Mais le pire est à venir : Stolen Moments par Oliver Nelson (1961), un morceau du disque «The Blues and the Abstract Truth», une production banale et guère novatrice et qui ne vaut que par la présence de Bill Evans, Eric Dolphy et Freddie Hubbard. Desafinado par Stan Getz en 1962 (heureusement qu’ils n’ont pas choisi The Girl from Ipanema avec l’affreuse chanteuse chantant faux Astrud Gilberto). Un morceau plus que banal alors que Getz a enregistré en 1991 l’incomparable joyau First Song avec Kenny Barron, un pur chef d’œuvre de sonorité, de lyrisme, à fleur de peau, presque un testament musical.
Pour le surplus, je n’ai pas de véritables critiques, mes choix personnels de la fin des sixties, beginning of the seventies allant vers le Liberation Music Orchestra (cité en 1969), les formations de Carla Bley, Centipede, Soft Machine, John McLaughlin, connaissant bien sûr et aimant certains des autres noms mentionnés, tels Chick Corea, Sun Ra, Garbarek, Donald Byrd, Braxton, Metheny, Sclavis, Zorn, Petrucciani, Truffaz, Mehldau, etc…
Faire des listes, pour quoi faire? Pour y inclure des crowd pleasers, des morceaux joués par des jazzmen qui ont connu des succès de vente ou d’adulation mais sans véritable signification historique tels Tiger Rag, Poinciana, Take Five, Desafinado, Watermelon Man, Besame Mucho, Looking Up ? Le jazz s’est toujours caractérisé par la diversité de ses approches, par des voies pionnières voire choquantes, par des joutes musicales épiques, par des moments de déchirement, par des beautés indicibles.
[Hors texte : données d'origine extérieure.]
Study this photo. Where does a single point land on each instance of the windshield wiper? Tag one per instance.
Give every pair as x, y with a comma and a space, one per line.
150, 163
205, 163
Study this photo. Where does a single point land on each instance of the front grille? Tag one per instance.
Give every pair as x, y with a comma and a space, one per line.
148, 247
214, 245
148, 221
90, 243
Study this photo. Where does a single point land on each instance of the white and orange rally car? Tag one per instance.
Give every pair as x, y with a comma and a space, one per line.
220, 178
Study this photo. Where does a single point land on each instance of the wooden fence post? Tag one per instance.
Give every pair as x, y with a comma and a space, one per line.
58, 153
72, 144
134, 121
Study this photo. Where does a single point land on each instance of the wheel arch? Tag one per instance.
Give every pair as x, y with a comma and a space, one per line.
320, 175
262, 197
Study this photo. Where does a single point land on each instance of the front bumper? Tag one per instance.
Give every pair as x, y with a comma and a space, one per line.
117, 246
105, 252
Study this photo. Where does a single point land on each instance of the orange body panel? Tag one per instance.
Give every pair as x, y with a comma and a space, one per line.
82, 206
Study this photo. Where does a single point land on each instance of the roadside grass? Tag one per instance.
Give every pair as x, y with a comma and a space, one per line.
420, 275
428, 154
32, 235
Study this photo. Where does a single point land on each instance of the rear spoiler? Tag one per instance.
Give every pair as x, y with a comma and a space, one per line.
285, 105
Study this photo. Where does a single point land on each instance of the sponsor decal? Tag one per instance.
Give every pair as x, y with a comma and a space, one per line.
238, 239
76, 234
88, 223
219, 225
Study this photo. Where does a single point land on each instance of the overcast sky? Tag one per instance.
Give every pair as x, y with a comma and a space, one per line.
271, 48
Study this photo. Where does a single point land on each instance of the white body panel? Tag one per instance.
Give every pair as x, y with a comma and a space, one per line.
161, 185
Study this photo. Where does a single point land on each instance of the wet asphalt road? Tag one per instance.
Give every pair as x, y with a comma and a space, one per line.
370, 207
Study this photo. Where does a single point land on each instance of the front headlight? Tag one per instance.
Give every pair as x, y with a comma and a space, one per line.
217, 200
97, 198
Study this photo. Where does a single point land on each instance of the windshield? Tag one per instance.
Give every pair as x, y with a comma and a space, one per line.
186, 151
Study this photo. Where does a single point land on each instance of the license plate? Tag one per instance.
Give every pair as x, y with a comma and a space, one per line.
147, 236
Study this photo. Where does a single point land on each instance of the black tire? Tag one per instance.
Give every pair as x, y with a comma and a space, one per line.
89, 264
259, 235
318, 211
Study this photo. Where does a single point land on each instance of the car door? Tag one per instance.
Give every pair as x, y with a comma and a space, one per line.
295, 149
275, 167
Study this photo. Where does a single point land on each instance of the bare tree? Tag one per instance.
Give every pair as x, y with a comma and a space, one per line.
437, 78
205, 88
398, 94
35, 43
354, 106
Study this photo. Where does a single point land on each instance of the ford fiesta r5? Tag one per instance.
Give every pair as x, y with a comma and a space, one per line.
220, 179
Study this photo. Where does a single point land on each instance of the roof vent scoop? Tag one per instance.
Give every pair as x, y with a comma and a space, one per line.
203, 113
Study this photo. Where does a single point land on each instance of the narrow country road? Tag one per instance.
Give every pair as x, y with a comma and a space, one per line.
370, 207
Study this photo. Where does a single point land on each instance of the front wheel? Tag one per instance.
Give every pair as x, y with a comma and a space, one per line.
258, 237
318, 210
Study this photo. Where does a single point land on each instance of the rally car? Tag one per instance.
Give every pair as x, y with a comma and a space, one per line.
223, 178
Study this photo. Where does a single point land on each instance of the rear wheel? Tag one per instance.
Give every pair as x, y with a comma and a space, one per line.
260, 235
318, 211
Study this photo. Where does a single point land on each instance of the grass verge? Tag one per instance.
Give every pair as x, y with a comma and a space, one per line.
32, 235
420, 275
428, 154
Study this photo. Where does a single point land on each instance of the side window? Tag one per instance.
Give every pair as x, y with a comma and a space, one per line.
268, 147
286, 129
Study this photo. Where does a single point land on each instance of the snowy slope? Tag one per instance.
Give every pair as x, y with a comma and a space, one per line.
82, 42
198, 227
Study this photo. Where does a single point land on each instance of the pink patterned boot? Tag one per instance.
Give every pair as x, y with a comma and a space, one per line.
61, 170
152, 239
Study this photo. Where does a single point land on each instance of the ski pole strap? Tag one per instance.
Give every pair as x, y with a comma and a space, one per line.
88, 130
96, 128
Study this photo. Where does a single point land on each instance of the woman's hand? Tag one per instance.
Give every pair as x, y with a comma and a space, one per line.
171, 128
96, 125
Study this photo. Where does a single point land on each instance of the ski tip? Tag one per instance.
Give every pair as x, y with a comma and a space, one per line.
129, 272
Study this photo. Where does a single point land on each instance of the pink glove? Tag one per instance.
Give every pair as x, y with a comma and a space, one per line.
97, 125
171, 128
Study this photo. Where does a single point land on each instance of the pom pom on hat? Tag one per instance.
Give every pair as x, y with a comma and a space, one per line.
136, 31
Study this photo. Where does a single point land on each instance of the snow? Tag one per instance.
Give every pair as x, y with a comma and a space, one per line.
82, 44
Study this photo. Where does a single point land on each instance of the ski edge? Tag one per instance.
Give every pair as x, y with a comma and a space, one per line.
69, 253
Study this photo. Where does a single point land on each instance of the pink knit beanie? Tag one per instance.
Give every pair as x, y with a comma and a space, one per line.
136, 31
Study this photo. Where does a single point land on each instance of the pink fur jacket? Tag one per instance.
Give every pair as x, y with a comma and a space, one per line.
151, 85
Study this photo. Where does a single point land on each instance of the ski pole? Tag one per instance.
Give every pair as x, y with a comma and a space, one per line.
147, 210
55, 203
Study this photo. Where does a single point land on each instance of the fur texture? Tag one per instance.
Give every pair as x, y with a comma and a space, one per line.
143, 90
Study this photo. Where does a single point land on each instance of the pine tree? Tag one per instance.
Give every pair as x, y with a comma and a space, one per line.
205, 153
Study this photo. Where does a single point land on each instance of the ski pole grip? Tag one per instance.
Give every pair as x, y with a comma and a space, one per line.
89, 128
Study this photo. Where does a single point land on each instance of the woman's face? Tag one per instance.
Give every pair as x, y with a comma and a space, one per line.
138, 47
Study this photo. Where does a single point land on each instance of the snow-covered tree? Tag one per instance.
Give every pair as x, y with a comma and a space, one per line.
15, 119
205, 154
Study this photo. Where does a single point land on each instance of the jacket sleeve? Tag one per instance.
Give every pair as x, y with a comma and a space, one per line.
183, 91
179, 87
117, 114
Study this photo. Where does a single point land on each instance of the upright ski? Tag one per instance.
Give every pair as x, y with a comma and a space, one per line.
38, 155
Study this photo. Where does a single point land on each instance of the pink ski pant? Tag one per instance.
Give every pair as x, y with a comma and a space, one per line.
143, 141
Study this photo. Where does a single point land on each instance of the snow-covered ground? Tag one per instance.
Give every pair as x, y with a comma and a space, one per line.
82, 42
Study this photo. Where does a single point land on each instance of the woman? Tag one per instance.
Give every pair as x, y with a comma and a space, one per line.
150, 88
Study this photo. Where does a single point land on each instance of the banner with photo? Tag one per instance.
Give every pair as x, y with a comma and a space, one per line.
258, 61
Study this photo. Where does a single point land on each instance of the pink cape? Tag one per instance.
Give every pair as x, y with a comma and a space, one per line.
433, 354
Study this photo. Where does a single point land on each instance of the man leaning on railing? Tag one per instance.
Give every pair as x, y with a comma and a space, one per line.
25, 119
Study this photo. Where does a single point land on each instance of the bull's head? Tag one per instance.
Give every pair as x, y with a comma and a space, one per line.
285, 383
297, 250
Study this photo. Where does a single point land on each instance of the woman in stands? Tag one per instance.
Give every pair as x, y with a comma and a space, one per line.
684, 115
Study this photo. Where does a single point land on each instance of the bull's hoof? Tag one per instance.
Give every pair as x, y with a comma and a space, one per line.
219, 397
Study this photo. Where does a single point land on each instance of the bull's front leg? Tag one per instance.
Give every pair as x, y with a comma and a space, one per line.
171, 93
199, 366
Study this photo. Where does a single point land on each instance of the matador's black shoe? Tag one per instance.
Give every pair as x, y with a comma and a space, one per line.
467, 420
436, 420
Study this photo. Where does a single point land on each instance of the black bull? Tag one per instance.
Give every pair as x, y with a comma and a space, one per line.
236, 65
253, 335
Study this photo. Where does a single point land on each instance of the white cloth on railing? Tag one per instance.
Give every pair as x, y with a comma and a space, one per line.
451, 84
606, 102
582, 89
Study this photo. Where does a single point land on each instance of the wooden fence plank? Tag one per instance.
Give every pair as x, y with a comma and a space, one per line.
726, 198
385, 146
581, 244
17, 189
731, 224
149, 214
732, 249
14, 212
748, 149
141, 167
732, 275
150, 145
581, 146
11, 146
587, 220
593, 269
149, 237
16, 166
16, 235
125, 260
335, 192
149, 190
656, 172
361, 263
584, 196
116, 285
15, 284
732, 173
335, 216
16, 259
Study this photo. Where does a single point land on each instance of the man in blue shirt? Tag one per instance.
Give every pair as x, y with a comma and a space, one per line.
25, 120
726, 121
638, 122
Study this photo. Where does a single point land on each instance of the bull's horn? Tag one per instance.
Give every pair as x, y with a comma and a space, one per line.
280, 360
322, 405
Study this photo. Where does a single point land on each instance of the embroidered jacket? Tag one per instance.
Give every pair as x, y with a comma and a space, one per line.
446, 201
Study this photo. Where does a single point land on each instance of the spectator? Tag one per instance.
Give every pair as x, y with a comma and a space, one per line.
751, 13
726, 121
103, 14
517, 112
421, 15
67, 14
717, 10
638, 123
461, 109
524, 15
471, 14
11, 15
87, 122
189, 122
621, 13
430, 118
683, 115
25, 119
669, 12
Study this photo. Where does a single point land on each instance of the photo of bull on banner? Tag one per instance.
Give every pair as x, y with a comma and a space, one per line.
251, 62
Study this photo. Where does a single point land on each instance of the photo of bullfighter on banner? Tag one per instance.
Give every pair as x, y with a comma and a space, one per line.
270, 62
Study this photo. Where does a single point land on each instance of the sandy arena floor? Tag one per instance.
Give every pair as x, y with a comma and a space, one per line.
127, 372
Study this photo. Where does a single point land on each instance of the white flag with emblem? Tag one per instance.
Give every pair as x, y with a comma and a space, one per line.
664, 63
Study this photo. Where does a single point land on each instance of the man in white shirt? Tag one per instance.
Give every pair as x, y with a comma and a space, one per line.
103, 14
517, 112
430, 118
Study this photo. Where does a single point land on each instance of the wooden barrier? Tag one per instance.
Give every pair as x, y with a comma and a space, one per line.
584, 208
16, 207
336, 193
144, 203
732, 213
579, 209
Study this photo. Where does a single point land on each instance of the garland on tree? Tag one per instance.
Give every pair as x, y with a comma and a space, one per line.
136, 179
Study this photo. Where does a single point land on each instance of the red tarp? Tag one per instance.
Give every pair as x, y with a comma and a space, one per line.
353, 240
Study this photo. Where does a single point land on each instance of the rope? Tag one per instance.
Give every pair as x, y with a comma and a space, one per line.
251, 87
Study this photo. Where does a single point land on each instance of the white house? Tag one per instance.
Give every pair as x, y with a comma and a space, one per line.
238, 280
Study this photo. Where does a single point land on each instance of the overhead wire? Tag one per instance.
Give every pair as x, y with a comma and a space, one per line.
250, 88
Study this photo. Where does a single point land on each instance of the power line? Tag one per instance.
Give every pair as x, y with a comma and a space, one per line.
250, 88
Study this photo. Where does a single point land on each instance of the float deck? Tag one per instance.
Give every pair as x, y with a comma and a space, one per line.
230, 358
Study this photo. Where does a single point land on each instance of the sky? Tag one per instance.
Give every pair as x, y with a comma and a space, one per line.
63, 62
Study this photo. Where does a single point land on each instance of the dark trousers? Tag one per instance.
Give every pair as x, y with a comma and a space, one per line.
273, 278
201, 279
Les chiffres, les cotes, les ventes, n’ont aucune incidence, importance, signification esthétique ou valeur historique, pour des œuvres d’un art américain à l’origine et qui a essaimé dans tous les coins du monde, suscitant vocations tout autant au Japon qu’au Luxembourg, en France qu’en Argentine ou en Afrique du Sud. À mon sens, la liste de 100 morceaux clés et cultes de Jazz Magazine ne reflète pas entièrement ceux et celles qui furent des figures marquantes du jazz, qui y imprimèrent leur empreinte indélébile, qui le moulèrent à leur façon, pour notre plus grand plaisir pérenne.